Vertex counterterm

Perturbative order$\alpha$
Topologycounterterm
Symmetry factorCounts overcounting in the perturbation series. If a diagram has internal symmetries—ways to relabel internal lines and get the same diagram back—the symmetry factor divides that out. Most QED diagrams have S=1; the vacuum polarization bubble has S=1/2 because swapping the two internal fermion lines gives the same diagram.1.0
Divergence UV divergent
Gauge invariant aloneNo

Contributes to

Vertex function

A counterterm insertion at the electron-photon vertex that absorbs the vertex correction divergence. The Ward-Takahashi identity enforces $\delta Z_1 = \delta Z_2$, relating the vertex and electron field renormalizations. This is why QED has only three independent renormalization constants, not four.

The computational chain

From diagram to number—every step of the amplitude calculation.

The diagram
An X at the electron-photon vertex — the vertex counterterm $\delta Z_1$. Absorbs the UV divergence of the one-loop vertex correction.
Feynman rule
$$-ie\delta Z_1\gamma^\mu$$
Same Lorentz structure as the bare vertex $-ie\gamma^\mu$, multiplied by the divergent coefficient $\delta Z_1$.
The Ward-Takahashi identity
$$\delta Z_1 = \delta Z_2$$
This is the most important identity in QED renormalization.
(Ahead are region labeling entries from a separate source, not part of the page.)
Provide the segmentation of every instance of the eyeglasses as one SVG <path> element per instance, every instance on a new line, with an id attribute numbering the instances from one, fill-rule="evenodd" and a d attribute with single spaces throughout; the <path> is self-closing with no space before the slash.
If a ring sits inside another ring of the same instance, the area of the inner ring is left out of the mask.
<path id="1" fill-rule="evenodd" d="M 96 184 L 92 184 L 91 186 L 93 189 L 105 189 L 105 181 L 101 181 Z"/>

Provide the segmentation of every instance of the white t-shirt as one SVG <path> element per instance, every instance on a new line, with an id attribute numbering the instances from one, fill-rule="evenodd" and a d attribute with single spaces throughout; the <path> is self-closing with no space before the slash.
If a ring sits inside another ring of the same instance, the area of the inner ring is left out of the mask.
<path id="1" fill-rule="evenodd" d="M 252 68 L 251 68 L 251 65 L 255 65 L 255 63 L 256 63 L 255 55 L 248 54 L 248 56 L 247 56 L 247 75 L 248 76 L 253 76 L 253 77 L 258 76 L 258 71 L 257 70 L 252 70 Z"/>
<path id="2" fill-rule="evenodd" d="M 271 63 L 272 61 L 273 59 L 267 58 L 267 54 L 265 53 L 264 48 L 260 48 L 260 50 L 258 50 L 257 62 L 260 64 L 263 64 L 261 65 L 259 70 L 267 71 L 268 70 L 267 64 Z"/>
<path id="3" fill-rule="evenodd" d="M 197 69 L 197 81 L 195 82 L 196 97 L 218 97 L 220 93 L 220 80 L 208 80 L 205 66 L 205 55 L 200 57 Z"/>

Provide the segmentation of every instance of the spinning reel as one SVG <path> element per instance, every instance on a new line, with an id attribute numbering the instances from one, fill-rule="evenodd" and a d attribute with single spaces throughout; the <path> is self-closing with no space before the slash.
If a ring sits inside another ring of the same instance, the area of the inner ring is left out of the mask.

It says the vertex counterterm equals the electron field counterterm — the vertex divergence and the self-energy divergence are not independent. Physically: the coupling of a photon to an electron is protected by gauge invariance, so the vertex renormalization cannot differ from the wavefunction renormalization. This reduces four potential counterterms ($\delta m$, $\delta Z_1$, $\delta Z_2$, $\delta Z_3$) to three independent ones.